Христианство и страх - Оскар Пфистер
Шрифт:
Интервал:
Закладка:
В части, посвященной теории страха, мы говорили о магическом характере обсессий. Мы показали его на примере пекаря, десятилетиями страдавшего от уверенности в том, что он повинен в смерти человека, которого проклял, хотя он знал, что ни при чем. Некая сила заставила его приписать своему проклятию магическое действие, сколь бы решительно ни противился этому разум. Мы обратили внимание на то, что если задуматься о загадочной принуждающей силе, то на ум приходит примитивная метафизика: больной приписывает этой силе обладание способностью желать, налагающее определенные воззрения, то есть она расценена как духовная. Отсюда до веры в демонов – маленький шаг. Временами невротик, страдающий от навязчивых идей, воображает божественную карающую силу или видит в компульсии защиту, данную ему для его же блага, – как пример можно привести то же навязчивое мытье рук, причем здесь навязчивость легко превращается в стереотипную инсессию. Мы уже упоминали о чрезвычайно частом явлении, так неудачно названном «верой во всесилие мышления». Иные невротики склонны мысленно, а чаще вслух произносить слова вроде «чур меня!» и даже совершать некие действия, чтобы предотвратить беду – например, стучать по дереву, чтобы с ними не случилось несчастье. В этом «суеверии» – метафизика навязчиво-невротического происхождения, апотропеическое волшебство или магия, выбирайте что хотите.
Стоит заметить, что такие позитивные и негативные навязчивости, проявленные как часть болезненной частной магии, – другими словами, обсессии, – отличаются от католического обряда.

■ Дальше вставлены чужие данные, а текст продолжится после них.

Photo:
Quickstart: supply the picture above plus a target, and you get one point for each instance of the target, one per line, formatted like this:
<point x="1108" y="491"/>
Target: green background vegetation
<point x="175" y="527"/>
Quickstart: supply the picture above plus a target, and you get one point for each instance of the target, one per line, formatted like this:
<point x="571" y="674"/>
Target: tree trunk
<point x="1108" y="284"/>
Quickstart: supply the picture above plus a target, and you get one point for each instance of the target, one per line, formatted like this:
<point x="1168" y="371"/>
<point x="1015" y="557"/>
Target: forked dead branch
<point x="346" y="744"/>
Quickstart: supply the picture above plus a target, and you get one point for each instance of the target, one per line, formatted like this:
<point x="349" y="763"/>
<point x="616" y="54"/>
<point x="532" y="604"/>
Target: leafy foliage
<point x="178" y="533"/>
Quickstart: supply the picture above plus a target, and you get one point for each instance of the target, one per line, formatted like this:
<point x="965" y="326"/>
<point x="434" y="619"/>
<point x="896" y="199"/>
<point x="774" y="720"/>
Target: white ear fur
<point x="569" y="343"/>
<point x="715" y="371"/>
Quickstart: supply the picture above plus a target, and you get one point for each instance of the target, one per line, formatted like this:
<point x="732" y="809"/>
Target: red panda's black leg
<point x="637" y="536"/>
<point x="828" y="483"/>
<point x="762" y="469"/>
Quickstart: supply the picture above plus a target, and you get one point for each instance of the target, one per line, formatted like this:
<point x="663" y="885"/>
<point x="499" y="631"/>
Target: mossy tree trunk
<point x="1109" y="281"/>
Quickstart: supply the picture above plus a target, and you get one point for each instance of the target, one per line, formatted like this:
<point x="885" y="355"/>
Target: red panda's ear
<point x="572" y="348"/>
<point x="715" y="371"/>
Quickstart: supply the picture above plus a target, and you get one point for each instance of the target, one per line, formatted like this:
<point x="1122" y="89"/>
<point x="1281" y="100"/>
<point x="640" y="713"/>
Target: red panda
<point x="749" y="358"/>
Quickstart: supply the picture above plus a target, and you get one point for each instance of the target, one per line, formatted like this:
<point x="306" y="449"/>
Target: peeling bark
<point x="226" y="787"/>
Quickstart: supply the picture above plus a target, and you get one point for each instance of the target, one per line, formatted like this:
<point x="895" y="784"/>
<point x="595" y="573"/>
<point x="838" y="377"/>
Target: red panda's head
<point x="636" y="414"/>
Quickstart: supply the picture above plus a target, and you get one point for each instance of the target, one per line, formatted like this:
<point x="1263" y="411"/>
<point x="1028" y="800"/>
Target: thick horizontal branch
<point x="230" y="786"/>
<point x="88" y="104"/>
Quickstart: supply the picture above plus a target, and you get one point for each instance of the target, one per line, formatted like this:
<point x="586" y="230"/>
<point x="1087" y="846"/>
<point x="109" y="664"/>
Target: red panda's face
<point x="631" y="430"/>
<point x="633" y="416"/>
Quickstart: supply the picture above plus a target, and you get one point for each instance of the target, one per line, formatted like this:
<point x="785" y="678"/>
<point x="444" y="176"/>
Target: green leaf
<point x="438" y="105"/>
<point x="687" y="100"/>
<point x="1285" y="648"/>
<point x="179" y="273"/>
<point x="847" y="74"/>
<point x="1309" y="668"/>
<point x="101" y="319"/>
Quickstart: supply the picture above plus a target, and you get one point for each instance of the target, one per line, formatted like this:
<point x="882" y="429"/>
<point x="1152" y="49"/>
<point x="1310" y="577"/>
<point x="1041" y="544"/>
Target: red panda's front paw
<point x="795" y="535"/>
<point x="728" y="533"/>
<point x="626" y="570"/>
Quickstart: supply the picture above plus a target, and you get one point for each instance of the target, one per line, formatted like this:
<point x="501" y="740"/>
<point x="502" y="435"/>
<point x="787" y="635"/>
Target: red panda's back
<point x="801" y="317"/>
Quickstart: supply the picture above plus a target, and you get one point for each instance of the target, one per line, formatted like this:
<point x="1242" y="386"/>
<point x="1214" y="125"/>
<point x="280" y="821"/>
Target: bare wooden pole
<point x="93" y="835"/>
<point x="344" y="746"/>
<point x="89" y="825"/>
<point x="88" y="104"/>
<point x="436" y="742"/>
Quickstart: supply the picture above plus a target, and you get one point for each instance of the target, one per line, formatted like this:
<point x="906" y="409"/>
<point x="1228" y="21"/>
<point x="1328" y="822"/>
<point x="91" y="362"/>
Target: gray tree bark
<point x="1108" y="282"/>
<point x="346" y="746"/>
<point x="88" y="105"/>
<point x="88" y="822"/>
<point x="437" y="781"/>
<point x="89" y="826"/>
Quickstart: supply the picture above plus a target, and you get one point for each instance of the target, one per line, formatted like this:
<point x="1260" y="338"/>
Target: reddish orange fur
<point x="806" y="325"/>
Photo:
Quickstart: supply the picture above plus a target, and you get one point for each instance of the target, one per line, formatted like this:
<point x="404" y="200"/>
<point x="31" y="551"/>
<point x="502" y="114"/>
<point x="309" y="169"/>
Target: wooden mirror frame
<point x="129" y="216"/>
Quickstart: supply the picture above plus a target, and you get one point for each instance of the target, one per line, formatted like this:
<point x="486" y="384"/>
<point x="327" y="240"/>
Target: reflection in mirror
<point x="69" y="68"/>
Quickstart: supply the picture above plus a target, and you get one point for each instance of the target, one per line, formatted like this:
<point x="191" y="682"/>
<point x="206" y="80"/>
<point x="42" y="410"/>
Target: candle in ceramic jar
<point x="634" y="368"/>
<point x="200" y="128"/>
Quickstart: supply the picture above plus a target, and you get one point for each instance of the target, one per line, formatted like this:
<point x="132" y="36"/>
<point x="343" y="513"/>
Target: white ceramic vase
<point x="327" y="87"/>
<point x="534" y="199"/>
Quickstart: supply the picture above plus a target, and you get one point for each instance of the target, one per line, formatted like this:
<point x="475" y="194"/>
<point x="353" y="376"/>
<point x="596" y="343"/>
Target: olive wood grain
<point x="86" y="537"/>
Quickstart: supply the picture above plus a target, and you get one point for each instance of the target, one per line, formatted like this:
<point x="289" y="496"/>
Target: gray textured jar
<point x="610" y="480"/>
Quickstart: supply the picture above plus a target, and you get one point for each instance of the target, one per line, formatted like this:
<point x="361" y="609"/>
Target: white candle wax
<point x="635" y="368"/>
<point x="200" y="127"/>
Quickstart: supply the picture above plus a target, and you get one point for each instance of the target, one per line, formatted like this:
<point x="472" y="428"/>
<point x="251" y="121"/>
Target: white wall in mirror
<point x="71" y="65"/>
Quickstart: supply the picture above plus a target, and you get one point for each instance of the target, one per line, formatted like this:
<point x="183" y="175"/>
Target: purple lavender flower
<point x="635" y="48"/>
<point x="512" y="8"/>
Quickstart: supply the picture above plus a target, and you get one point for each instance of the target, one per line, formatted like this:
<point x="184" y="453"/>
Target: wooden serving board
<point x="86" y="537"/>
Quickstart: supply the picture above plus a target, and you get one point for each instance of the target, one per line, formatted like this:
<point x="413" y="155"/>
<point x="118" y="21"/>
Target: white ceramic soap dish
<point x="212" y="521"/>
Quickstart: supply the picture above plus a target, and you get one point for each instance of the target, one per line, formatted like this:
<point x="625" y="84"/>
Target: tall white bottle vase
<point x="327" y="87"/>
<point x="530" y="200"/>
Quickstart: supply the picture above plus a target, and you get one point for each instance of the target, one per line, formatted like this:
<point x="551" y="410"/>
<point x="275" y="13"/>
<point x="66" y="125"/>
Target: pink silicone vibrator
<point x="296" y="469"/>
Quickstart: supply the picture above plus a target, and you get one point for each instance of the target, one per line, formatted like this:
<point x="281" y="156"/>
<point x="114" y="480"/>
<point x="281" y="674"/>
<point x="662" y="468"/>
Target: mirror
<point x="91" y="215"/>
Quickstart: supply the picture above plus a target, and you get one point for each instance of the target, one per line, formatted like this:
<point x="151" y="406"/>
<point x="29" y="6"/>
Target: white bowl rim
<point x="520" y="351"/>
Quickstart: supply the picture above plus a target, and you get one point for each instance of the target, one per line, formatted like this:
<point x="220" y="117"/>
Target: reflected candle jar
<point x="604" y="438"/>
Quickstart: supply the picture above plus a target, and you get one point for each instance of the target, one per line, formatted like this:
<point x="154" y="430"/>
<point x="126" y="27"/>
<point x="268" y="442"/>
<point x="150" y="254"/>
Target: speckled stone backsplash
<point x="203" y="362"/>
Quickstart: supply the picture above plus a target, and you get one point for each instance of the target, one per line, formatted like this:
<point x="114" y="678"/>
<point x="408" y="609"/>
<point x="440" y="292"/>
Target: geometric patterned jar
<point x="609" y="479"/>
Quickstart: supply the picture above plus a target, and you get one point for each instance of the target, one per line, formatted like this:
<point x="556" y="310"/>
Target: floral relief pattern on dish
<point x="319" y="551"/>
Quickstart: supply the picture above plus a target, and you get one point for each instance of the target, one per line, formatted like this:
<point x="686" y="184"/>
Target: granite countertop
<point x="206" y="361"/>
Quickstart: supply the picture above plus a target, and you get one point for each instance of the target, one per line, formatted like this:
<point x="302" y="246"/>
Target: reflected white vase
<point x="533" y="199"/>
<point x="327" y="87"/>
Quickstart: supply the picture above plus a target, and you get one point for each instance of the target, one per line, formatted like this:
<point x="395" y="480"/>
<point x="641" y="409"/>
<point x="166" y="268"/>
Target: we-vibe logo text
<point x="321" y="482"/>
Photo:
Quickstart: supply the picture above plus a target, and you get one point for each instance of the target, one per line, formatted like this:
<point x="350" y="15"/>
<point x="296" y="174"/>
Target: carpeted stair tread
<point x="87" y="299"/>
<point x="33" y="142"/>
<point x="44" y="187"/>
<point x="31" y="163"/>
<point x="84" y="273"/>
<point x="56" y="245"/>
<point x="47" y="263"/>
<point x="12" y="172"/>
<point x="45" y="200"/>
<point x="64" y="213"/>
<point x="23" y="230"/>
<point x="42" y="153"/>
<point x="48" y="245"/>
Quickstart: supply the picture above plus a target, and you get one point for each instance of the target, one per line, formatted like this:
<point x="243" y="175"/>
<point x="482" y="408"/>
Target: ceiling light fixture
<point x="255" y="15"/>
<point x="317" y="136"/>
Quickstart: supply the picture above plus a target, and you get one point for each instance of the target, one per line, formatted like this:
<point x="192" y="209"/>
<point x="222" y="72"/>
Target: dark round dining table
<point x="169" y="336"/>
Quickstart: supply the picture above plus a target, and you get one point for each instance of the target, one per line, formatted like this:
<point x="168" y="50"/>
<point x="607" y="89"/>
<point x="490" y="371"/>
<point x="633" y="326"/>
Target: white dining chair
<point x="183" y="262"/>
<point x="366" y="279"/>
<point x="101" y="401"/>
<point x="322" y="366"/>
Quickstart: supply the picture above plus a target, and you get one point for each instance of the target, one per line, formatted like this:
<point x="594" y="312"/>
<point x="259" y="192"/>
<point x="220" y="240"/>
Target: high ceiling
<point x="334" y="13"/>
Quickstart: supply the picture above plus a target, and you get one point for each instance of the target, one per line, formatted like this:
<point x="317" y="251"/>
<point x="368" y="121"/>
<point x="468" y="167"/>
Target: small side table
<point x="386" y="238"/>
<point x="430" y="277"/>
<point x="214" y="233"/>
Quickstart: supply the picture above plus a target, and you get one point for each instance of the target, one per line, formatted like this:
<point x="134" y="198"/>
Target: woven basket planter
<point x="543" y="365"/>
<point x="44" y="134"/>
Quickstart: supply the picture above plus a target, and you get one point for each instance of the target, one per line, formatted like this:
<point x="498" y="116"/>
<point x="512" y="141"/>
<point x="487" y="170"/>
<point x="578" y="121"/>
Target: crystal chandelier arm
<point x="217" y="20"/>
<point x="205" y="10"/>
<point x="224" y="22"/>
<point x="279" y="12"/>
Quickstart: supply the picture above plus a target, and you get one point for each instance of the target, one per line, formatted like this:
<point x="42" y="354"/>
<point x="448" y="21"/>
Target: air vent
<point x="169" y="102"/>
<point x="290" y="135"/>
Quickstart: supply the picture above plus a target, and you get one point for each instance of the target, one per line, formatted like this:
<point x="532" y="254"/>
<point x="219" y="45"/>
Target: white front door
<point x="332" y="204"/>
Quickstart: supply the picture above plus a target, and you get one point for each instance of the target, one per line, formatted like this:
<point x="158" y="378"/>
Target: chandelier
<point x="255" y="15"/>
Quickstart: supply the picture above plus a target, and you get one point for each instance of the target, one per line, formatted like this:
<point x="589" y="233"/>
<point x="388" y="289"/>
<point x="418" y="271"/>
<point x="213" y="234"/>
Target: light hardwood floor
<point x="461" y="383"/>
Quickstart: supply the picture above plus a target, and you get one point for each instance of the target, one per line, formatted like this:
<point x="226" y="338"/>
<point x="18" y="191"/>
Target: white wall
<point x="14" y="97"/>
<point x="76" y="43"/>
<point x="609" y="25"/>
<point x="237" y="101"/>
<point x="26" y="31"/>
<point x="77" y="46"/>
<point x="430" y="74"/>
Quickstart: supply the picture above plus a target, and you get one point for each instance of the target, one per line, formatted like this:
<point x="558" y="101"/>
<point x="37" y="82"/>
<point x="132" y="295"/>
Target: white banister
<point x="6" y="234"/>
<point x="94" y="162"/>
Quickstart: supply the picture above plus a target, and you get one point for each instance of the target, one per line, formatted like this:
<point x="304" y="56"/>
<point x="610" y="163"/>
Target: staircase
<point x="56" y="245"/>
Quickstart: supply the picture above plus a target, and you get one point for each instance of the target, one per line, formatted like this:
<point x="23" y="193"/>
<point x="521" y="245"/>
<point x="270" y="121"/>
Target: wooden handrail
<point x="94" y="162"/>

Бертолет считает очень важным, что в истинной магии действует машинальная и чисто вещественная сила, а в религии, которую он четко отделяет, ритуал оказывает влияние на личную (божественную) волю, свободную решить так или иначе[408]. Но он сразу же соглашается с тем, что магическое мышление, иными словами, мысль о магической неодолимой силе, часто входила в религиозные верования. Некоторые больные, страдающие от навязчивой идеи хранить молчание, временами приписывали это повеление то божественной, то дьявольской силе, а иногда – силе безликой, действующей через волшебство или магию. Здесь все так же, как и в случае с личными повелениями, продиктованными компульсией. Психологически условия возникновения этих трех случаев схожи, и их симптомы склонны соединяться.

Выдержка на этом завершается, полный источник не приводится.